There might be a virus in your computer if it starts acting differently. There is no reason to panic if
the computer virus is found.
It is good to be a little suspicious of malware when you surf in the Internet and download files. Some
files that look interesting might hide a malware.
A computer virus is a program that reproduces itself and its mission is to spread out. Most viruses are
harmless and some viruses might cause random damage to data files.
A trojan horse is not a virus because it doesn't reproduce. The trojan horses are usually masked so
that they look interesting. There are trojan horses that steal passwords and formats hard disks.

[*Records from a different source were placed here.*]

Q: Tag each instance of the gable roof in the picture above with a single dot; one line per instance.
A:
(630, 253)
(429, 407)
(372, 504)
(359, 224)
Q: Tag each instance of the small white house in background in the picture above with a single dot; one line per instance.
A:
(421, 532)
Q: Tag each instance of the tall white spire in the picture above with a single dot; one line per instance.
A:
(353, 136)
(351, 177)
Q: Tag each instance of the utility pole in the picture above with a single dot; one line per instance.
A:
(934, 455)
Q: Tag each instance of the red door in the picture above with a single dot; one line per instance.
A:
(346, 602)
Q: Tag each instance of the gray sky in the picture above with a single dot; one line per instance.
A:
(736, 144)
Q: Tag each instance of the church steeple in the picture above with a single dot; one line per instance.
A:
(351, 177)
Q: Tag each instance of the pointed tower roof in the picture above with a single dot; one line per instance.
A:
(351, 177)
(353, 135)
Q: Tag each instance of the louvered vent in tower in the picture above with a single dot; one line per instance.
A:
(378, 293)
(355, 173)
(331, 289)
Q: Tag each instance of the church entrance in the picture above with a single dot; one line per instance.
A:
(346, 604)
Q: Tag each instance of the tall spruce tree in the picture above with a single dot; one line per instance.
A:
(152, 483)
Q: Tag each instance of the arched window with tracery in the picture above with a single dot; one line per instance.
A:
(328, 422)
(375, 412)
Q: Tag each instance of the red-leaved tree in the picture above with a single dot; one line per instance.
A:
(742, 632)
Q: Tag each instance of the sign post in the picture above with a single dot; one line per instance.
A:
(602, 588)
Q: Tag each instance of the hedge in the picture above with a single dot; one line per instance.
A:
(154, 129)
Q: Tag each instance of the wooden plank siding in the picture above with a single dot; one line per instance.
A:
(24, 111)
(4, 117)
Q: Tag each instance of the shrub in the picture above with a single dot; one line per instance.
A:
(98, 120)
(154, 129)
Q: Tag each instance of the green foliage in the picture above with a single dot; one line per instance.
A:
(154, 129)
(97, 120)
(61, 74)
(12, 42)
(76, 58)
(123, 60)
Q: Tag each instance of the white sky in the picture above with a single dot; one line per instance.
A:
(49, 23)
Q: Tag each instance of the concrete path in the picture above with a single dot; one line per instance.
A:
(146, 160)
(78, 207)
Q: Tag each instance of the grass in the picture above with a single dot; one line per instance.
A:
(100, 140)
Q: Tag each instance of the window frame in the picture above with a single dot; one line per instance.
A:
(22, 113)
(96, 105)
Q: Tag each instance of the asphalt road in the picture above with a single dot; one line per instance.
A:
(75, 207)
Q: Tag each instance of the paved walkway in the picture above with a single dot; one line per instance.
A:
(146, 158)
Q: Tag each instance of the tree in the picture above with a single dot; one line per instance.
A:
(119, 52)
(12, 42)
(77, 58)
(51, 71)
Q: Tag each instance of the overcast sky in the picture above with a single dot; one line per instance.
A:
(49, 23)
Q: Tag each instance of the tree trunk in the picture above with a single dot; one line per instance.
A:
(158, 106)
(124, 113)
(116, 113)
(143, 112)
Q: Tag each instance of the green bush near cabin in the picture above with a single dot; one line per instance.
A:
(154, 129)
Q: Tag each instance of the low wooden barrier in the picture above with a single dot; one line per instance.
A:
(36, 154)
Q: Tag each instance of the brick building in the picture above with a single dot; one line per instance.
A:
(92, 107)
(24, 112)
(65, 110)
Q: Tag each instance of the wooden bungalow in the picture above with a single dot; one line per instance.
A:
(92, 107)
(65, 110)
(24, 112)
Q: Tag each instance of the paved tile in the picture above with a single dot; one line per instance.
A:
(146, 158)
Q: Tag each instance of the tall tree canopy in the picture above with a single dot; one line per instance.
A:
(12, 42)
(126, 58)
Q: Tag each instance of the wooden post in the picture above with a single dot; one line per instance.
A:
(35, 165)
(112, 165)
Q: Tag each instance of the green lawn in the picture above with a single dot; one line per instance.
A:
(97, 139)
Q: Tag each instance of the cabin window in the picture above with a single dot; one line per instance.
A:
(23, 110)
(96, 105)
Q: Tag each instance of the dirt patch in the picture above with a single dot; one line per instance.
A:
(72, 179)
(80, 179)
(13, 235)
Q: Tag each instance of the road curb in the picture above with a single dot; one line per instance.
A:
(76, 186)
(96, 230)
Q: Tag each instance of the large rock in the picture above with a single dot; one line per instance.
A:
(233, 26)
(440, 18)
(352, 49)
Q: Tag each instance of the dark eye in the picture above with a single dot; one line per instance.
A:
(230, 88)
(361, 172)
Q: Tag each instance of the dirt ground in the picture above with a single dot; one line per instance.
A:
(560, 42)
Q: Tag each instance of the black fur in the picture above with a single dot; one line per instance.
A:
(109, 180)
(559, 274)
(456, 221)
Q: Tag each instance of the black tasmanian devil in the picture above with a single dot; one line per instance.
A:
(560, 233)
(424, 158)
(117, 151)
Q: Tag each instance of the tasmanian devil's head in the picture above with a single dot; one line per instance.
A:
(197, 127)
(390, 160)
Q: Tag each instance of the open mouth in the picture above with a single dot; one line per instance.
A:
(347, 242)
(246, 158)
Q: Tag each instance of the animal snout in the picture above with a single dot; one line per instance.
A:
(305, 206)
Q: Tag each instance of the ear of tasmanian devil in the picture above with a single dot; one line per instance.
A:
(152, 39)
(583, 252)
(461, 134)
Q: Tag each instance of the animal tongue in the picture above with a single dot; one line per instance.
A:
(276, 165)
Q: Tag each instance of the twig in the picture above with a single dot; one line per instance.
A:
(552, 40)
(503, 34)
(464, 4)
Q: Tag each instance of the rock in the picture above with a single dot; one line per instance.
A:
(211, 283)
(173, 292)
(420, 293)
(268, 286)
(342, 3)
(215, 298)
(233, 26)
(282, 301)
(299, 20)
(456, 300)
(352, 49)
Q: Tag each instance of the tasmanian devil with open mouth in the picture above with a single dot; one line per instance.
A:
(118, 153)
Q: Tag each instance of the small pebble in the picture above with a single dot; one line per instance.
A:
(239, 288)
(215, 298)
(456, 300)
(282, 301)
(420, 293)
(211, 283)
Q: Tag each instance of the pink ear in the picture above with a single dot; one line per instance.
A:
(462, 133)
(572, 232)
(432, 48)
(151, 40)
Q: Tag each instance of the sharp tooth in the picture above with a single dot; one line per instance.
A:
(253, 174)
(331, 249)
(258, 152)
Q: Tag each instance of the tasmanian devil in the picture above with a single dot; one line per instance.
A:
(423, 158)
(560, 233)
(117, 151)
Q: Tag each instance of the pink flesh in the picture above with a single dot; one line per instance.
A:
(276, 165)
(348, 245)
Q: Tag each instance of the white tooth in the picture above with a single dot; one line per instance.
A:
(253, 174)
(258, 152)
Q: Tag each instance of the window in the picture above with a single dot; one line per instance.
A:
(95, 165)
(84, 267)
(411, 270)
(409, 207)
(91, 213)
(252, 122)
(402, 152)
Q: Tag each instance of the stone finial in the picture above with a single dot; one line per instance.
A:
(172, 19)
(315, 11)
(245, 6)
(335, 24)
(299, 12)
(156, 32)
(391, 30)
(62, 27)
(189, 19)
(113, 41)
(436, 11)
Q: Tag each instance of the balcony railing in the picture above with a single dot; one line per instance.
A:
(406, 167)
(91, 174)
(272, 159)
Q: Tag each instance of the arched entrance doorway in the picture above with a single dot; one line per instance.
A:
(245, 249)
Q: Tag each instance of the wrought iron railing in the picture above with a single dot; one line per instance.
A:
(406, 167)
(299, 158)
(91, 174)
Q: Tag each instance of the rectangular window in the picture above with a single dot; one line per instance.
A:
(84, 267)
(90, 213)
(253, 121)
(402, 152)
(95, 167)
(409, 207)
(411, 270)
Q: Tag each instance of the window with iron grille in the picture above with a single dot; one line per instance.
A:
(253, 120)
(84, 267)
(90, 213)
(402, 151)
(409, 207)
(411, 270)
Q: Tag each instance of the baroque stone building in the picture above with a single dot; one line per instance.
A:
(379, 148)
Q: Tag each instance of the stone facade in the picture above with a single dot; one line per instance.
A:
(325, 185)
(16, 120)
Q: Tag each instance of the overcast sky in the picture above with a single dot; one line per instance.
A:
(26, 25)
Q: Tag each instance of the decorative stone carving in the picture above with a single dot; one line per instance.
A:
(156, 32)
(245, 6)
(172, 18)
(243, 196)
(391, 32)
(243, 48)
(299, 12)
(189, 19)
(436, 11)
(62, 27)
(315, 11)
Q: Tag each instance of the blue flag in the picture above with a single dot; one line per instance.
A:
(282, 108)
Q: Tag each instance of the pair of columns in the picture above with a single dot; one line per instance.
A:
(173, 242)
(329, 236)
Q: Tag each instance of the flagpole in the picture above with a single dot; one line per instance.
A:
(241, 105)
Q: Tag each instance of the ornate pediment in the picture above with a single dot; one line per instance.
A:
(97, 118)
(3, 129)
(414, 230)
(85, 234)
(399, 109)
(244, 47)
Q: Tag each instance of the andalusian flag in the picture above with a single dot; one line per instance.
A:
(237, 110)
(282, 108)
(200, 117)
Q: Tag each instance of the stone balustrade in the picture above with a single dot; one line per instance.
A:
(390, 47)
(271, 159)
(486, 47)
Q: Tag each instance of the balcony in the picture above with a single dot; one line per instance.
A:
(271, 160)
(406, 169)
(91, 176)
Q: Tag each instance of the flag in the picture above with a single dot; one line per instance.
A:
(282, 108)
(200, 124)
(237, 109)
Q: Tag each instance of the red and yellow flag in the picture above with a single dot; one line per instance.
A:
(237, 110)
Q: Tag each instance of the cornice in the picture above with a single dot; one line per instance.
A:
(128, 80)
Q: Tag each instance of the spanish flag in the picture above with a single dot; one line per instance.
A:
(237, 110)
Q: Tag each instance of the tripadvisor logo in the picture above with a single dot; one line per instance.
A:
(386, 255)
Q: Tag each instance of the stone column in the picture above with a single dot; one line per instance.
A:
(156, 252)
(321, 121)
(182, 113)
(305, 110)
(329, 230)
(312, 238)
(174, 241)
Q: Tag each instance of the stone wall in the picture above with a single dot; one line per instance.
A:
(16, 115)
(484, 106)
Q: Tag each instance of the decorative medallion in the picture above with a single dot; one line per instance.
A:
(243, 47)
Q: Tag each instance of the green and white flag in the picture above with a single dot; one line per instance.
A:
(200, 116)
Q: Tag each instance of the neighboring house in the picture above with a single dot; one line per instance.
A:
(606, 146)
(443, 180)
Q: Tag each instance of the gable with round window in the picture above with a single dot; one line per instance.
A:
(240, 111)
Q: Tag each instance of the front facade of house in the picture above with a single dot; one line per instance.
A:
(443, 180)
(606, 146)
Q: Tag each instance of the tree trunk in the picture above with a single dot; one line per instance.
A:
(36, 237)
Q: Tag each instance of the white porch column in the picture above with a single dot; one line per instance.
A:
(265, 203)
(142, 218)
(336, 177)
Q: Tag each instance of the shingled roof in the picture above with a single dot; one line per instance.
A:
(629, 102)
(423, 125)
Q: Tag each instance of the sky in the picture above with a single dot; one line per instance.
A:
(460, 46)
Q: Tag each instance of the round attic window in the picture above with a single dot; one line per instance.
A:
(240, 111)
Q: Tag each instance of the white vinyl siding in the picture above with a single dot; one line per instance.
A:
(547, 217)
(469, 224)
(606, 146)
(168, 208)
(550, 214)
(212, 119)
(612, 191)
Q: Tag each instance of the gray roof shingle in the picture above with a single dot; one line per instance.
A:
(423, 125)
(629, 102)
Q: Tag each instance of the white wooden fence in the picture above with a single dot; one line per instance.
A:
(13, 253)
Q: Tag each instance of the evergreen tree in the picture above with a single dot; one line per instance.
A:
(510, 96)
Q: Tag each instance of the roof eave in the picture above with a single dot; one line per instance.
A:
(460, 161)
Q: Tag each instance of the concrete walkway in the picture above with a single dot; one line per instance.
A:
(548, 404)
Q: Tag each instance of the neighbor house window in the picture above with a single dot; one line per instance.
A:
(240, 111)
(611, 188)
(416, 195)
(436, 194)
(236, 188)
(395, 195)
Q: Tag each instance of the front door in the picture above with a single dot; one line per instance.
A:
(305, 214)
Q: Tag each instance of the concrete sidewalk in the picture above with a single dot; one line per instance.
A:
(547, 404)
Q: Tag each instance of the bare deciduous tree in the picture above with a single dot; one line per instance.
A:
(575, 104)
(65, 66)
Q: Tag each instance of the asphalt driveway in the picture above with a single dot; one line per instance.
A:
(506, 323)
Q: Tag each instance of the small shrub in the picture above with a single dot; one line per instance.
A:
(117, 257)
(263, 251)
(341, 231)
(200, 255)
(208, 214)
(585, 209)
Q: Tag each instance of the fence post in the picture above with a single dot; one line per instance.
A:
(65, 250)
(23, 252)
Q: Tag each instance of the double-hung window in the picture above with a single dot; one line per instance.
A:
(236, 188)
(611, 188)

Marco viruses spread from applications which use macros. Macro viruses spreads fast because
people share so much data, email documents and use the Internet to get documents. Macros are also
very easy to write.
Some people want to experiment how to write viruses and test their programming talent. At the same
time they do not understand about the consequences for other people or they simply do not care.
Viruses mission is to hop from program to other and this can happen via floppy disks, Internet FTP
sites, newsgroups and via email attachments. Viruses are mostly written for PC-computers and DOS
environments.
Viruses are not any more something that just programmers and computer specialist have to deal with.
Today everyday users have to deal with viruses.